Winskor 139 (Pty) Ltd sought to purchase and resell a portfolio of properties and required short-term bridging (mezzanine) finance of R12 million. Slip Knot Investments 777 (Pty) Ltd advanced the loan on terms providing for a guaranteed minimum ‘interest’ return of R17 million, linked to profits but payable regardless of profit. André and Margaretha Paulsen bound themselves as sureties and co-principal debtors for Winskor’s obligations. Winskor failed to repay the loan following the economic downturn. Slip Knot sued the Paulsens for the capital and interest. The Paulsens argued that the loan agreement was invalid because Slip Knot was not registered as a credit provider under the National Credit Act 34 of 2005 (NCA), and alternatively that the interest claimed was limited by the in duplum rule.
The appeal by the Paulsens was dismissed with costs. The cross-appeal by Slip Knot succeeded. The order of the full court was amended to permit recovery of the capital amount of R12 million, interest up to the duplum prior to litigation, further interest after commencement of proceedings and after judgment, subject to the in duplum limitation, and costs including the costs of two counsel.

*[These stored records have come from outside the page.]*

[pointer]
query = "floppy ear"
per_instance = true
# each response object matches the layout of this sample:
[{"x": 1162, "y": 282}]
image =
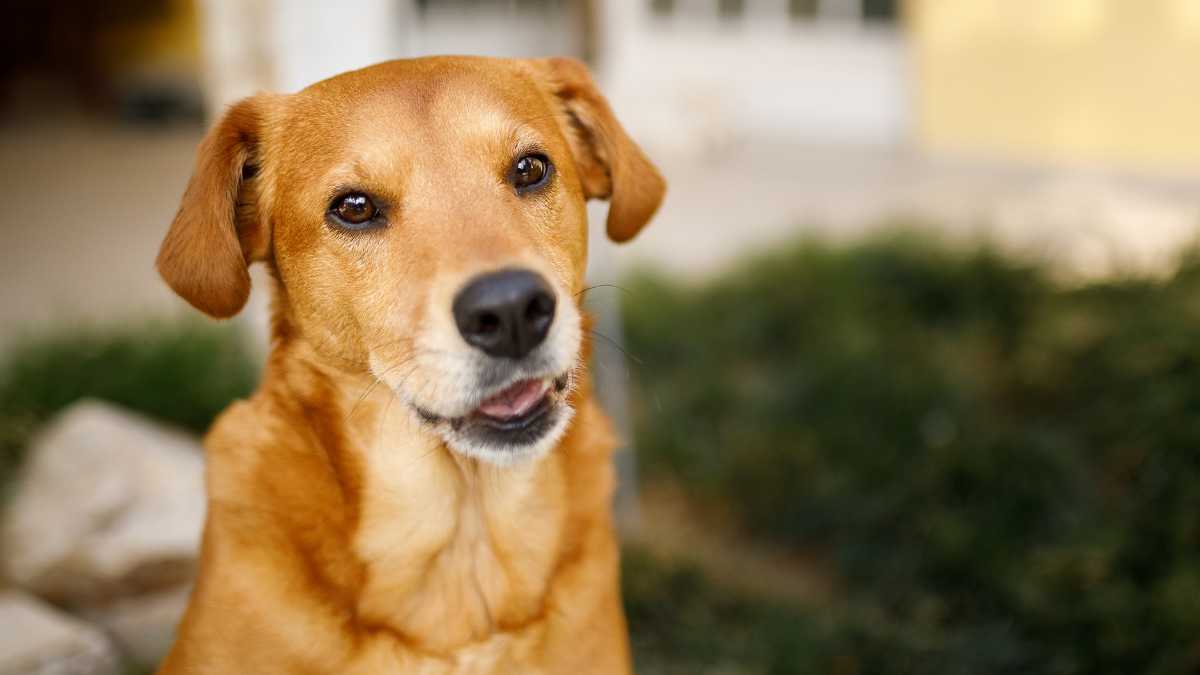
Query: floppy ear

The case clarifies that excluded credit agreements under the NCA cannot be invalidated using Chapter 5 provisions, particularly s 89(2)(d). It affirms that mezzanine or high-risk commercial loans to large juristic persons fall outside the consumer-protection framework of the NCA. The judgment is also significant for its authoritative application of the in duplum rule, especially regarding the accrual of interest against sureties after litigation commences, even where the principal debtor is not sued.